A Long Journey Towards the WSET Diploma

Last Tuesday I began my day with a bottle of Pol Roger Reserve Brut Champagne and ended it with a couple glasses of Wynns Black Label Coonawarra Cabernet Sauvignon. Now before you wonder if I’m a boastful alcoholic, allow me to explain:

That day last week saw me take the hopefully final step in a long journey towards achieving the internationally coveted WSET Diploma qualification.

What, I can hear you ask, is the WSET Diploma? And why does it matter? Well, WSET stands for the Wine & Spirit Education Trust, a UK-based but globally recognized organization that offers the “best-in-class education and qualifications” (their words) to wine and spirits professionals and enthusiasts around the world.

The WSET is also a highly successful business, although it is officially a registered charity in the UK and claims that it’s a not-for-profit organization. Be that as it may, there is no denying that in the world of wine (and spirits), achieving the WSET’s top Diploma qualification is a serious feather in one’s cap, and opens doors in the wine industry worldwide. Their Diploma is the highest level award, there being three successively lower level courses below it. In short, it is serious stuff! Again, in the WSET’s own words: “The WSET Level 4 Diploma in Wines is an expert-level qualification covering all aspects of wine” from growing grapes to making wine, to marketing and selling it, to teaching and/or writing about it.

The Diploma is comprised of six (!) separate, detailed study units. These include, for example, Wine Production, Wine Business, Wines of the World, Sparkling Wines, Fortified Wines, etc. Each unit is taught and tested separately, over many months, and all the units must be passed in order to graduate with the Diploma. The Diploma syllabus is taught globally by approved program providers (APPs), and the exams take place almost simultaneously on the same days in multiple cities around the world, so that cheating is (hopefully) avoided.

It is notoriously difficult to achieve the Diploma award, with a decidedly low pass rate for candidates trying to nail it the first time round. Especially the dreaded ‘monster’ Unit D3 – Wines of the World (around 40% on average passed in recent years), which basically covers every wine from Albariño to Zinfandel, and every major wine producing country in the world.

I am proud to report that by the end of last year and some 20 months of intense study and tasting, I had passed all the units, with the exception of Sparkling Wines (I passed the blind tasting portion but failed the theory portion. Oh, didn’t I mention that there are both blind tasting and closed book theory exams?). So I had to resit the Sparkling Wine unit. Then along came the coronavirus pandemic, and all the scheduled 2020 exam dates were cancelled.

Finally, after several more months delay, WSET rescheduled the Sparkling Wines exam for the end of October, and I sat it again here in Vancouver…

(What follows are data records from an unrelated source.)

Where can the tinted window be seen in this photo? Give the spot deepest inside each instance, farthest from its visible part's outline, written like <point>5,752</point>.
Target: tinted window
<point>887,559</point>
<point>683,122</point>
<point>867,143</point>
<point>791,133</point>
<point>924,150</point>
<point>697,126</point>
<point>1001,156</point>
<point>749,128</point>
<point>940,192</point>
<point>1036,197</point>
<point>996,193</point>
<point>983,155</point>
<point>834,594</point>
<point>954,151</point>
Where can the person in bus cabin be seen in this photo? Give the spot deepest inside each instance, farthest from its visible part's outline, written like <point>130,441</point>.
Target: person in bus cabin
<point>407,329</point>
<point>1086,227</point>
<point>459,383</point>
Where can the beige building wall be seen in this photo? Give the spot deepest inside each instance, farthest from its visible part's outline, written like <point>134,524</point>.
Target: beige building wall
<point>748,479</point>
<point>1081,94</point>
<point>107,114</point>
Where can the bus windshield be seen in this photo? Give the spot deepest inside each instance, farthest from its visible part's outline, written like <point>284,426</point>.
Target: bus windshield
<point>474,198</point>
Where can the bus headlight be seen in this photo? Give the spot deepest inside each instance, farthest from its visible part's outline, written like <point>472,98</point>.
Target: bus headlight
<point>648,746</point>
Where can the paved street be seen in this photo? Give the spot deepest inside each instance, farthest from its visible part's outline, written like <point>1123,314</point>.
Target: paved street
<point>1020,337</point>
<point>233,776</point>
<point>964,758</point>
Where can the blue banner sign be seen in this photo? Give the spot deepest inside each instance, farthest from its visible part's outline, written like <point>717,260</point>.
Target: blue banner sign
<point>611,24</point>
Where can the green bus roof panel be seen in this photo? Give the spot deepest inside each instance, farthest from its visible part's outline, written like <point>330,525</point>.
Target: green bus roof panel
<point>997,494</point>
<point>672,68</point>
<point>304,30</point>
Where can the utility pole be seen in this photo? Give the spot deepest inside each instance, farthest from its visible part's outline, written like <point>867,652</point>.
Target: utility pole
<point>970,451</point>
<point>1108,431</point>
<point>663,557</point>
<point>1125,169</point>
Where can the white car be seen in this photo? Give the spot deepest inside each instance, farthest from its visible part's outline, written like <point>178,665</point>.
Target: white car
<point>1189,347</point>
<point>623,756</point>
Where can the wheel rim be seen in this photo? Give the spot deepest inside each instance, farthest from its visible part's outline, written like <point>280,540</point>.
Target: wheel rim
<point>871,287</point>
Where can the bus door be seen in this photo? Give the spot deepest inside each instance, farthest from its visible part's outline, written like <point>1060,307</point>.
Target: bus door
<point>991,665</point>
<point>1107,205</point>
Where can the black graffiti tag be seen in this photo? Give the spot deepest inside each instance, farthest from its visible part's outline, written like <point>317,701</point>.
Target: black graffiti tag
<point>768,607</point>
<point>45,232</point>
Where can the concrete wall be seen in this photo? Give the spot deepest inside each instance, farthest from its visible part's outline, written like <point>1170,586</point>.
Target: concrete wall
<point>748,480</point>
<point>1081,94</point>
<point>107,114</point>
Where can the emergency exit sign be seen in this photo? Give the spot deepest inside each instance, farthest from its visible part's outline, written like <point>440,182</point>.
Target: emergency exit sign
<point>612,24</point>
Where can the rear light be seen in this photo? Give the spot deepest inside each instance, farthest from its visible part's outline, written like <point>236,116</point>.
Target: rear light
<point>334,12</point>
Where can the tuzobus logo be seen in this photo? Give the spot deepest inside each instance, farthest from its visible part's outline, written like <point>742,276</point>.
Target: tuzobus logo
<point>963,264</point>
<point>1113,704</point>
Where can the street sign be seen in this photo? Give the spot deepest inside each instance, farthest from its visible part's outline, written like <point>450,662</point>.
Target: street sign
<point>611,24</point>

Which brings us to last Tuesday morning. That bottle of Pol Roger Champagne that I popped was not in fact to drink with breakfast, but rather to taste (and spit out, as all professional tasters do) in order to ‘calibrate’ my palate for the upcoming exam that day. The Wynns Black Label Cabernet Sauvignon was indeed opened to drink with a celebratory dinner, after the exam was done.

I hope the Champagne helped me. I don’t know yet. As it turned out, none the three wines that we were given to taste blind in the exam was from Champagne: instead we were given (WSET releases exam wine lists 48 hours after the exams) a Riesling Sekt from Germany, a traditional method sparkling wine from Tasmania (Australia), and a Lambrusco Grasparossa from Italy. Don’t ask. As I said, this is far from straightforward stuff.

I won’t know for several more weeks whether my long and winding journey is over and I have finally achieved the WSET Diploma award. I am cautiously optimistic, although you never know… Either way, when I finally do get my results I am quite likely to pop the cork on yet another bottle of Champagne, but this time to drink deeply and swallow!